The contract agreement comes more than a year after Harvard announced a controversial health care benefits package for non-union faculty and staff members in fall of 2014. Professors criticized the changes for the introduction of copayments and deductibles for non-routine health appointments, arguing that the plans would disproportionately burden junior faculty members and faculty members with families.

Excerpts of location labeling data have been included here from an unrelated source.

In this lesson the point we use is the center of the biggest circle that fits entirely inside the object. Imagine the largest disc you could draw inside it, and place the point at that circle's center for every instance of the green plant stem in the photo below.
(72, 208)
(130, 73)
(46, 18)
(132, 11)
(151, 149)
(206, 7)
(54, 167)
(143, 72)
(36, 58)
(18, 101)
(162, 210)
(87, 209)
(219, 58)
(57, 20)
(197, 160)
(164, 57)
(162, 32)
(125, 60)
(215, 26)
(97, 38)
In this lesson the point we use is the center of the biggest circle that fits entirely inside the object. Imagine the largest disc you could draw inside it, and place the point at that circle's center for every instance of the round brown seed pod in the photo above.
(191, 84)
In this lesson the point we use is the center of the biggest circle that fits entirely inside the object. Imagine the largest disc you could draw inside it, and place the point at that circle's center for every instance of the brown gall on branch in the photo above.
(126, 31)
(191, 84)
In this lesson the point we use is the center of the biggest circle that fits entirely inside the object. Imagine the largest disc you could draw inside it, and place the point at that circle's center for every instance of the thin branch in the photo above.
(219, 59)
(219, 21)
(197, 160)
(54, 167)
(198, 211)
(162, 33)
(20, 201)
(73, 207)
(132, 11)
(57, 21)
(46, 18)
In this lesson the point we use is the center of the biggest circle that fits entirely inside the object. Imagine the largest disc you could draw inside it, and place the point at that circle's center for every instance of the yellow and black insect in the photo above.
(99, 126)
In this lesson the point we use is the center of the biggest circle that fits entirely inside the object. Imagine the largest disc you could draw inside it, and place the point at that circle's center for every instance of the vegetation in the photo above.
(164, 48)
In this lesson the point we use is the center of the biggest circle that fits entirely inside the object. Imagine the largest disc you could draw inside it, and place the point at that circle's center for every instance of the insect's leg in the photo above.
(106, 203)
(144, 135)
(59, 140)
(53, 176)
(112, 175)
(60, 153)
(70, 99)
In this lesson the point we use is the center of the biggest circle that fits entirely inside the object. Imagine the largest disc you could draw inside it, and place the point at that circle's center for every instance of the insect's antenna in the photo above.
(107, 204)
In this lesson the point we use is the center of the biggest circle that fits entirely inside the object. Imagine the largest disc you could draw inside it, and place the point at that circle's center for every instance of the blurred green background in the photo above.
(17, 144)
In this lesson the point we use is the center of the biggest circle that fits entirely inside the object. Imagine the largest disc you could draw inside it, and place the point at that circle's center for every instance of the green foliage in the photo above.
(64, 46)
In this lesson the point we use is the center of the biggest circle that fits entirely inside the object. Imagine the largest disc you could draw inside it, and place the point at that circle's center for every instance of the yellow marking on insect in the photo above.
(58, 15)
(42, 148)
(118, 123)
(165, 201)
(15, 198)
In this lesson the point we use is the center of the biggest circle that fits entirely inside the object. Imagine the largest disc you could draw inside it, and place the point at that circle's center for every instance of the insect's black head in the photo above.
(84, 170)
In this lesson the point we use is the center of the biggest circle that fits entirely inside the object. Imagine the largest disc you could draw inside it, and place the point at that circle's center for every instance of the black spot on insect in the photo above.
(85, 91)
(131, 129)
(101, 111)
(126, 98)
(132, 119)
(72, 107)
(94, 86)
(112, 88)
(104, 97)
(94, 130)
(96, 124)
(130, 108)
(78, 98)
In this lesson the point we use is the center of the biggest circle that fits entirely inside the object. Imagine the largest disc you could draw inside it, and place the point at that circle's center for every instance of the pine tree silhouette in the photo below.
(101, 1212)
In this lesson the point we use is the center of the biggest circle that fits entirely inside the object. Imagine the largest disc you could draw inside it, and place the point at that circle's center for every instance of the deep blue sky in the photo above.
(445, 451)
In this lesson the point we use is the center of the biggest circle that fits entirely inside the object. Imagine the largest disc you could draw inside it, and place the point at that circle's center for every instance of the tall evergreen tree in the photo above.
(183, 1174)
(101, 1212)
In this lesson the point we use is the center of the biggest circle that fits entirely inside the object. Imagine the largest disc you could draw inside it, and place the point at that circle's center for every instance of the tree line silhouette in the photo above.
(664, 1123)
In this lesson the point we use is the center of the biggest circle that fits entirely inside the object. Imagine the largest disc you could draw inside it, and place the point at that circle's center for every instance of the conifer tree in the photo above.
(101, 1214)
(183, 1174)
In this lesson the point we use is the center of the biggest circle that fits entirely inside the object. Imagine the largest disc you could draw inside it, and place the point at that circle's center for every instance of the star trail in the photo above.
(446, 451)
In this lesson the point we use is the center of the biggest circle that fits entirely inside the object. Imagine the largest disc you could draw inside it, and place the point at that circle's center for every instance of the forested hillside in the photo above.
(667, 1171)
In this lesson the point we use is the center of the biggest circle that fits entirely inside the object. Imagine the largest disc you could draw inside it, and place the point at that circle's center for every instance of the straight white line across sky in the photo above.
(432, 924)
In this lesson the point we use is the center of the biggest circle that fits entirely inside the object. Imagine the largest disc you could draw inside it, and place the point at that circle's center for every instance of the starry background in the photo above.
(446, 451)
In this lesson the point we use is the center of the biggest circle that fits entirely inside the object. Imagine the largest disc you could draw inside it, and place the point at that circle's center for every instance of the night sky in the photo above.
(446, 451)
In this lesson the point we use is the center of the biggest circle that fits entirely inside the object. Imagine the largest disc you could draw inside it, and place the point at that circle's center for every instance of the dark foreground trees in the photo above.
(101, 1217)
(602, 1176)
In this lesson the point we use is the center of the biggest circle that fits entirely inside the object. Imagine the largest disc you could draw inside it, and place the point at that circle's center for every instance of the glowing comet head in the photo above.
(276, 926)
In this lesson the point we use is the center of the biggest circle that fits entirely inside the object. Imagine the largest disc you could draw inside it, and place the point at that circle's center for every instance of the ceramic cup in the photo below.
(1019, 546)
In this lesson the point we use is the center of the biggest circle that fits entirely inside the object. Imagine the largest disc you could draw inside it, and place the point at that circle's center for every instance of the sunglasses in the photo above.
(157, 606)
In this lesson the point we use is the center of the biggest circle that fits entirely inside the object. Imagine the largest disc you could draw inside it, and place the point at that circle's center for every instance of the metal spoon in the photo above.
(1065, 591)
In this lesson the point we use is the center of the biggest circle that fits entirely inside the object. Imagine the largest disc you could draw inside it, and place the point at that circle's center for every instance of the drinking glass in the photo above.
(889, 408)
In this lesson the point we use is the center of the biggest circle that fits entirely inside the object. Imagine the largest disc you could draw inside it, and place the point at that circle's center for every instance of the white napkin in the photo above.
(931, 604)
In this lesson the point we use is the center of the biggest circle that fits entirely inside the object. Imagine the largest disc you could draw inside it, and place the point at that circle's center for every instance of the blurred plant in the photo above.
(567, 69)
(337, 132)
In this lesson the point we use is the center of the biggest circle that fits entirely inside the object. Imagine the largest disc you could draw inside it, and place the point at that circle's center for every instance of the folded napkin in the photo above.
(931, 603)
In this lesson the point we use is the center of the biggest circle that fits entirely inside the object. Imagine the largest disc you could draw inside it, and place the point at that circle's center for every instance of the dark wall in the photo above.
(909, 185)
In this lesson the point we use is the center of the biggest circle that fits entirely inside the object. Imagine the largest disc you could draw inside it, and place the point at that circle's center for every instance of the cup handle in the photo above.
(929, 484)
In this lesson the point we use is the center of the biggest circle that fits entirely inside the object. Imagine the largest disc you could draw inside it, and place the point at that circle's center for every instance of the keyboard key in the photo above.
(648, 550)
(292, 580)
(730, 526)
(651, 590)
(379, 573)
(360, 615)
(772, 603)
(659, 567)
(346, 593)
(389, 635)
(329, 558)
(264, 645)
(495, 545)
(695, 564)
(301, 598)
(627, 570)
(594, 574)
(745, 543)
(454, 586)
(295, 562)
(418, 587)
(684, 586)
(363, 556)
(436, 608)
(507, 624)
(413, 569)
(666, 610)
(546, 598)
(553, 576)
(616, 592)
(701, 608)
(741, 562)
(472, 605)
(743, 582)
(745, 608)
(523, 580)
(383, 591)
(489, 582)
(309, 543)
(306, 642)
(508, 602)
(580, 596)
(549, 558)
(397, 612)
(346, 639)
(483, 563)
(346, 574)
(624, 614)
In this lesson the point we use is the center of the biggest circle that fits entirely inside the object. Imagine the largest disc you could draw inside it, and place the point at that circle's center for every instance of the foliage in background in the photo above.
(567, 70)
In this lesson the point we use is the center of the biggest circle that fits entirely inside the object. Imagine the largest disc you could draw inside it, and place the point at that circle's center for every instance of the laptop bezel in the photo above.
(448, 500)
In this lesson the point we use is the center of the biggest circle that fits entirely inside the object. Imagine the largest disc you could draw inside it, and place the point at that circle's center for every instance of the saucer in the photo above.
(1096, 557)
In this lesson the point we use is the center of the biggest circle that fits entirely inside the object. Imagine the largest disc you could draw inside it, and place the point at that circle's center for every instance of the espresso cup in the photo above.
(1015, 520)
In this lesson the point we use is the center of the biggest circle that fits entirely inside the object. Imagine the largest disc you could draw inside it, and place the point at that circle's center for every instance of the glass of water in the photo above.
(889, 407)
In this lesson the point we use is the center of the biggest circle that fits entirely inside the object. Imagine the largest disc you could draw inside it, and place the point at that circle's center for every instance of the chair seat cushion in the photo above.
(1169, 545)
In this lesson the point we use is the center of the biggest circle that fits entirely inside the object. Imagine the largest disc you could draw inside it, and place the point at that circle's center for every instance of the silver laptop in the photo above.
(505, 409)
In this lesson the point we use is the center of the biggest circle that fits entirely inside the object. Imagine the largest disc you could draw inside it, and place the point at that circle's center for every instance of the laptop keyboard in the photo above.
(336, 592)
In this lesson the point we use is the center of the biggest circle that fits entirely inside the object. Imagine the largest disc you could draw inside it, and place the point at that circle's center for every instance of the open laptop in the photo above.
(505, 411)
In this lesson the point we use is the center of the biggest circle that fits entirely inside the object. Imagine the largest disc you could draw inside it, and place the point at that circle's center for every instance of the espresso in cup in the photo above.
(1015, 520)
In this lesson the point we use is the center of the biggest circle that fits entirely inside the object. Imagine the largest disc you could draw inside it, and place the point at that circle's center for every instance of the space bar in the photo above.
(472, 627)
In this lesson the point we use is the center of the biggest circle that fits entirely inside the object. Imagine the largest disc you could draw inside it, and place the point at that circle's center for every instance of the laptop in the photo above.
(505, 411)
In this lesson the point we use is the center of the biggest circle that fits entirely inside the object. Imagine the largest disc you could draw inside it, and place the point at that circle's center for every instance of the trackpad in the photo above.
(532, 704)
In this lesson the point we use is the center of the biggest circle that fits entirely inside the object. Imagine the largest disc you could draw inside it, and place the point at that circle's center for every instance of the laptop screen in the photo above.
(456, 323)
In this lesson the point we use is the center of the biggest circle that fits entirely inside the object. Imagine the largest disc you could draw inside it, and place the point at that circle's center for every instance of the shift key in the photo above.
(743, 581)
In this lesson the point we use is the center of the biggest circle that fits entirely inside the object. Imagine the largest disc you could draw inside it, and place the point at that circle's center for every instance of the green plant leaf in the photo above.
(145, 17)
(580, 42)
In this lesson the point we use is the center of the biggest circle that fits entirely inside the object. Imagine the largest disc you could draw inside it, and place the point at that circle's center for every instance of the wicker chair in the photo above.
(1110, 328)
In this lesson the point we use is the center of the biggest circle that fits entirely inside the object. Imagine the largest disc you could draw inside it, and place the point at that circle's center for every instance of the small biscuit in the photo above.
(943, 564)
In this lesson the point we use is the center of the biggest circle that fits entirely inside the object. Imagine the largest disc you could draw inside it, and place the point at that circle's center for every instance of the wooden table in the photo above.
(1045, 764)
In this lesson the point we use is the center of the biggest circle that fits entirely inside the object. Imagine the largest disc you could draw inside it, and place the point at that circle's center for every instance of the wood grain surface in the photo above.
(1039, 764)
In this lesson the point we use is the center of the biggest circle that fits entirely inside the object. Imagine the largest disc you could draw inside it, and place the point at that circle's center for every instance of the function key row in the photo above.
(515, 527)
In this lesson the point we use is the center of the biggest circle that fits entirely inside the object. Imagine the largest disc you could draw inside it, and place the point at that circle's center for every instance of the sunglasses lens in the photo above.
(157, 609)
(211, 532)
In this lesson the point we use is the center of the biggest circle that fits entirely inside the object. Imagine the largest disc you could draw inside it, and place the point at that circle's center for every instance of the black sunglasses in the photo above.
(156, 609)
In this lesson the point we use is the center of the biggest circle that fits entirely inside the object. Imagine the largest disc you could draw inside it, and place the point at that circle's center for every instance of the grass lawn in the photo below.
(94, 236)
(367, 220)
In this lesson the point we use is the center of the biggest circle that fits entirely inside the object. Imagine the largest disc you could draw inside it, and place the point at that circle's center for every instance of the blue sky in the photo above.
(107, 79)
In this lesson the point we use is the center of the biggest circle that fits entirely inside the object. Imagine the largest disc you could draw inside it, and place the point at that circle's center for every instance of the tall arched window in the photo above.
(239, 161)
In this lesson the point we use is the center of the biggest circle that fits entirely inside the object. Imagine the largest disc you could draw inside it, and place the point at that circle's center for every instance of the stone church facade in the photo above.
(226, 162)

Last fall, Harvard added additional health benefits plans for non-union employees.

In addition to reducing healthcare costs, HUCTW and Harvard established a round of salary increases, which Barbash praised in light of the rising cost of living in the Boston area.

“Our goal is to make sure that people who come in and work hard and use their skills at Harvard everyday are moving forward ahead of the inflation rate,” Jaeger said.

Barbash said decreases in affordable housing—a major topic in the recent Cambridge City Council election and a metric she said is not reflected in the local inflation rate—featured prominently in wage increase negotiations.

“People have to move further away,” Barbash said. “If they want to buy [houses], they often wind up living further away. If they rent, they live closer.”

Jaeger estimated that a majority of HUCTW members rent homes, and that HUCTW union members are making “really hard trade offs” between commuting times and rising housing costs.

HUCTW members are expected to put the new contract up for vote on Feb. 25. A simple majority of union members present for the vote is required to ratify the new agreement. Jaeger said he is optimistic that HUCTW will vote in favor of the contract.

“My best guess is that it’s going to be a pretty good turnout and a pretty positive ‘yes’ vote on the 25th, but that's for the members of the union to say,” Jaeger said.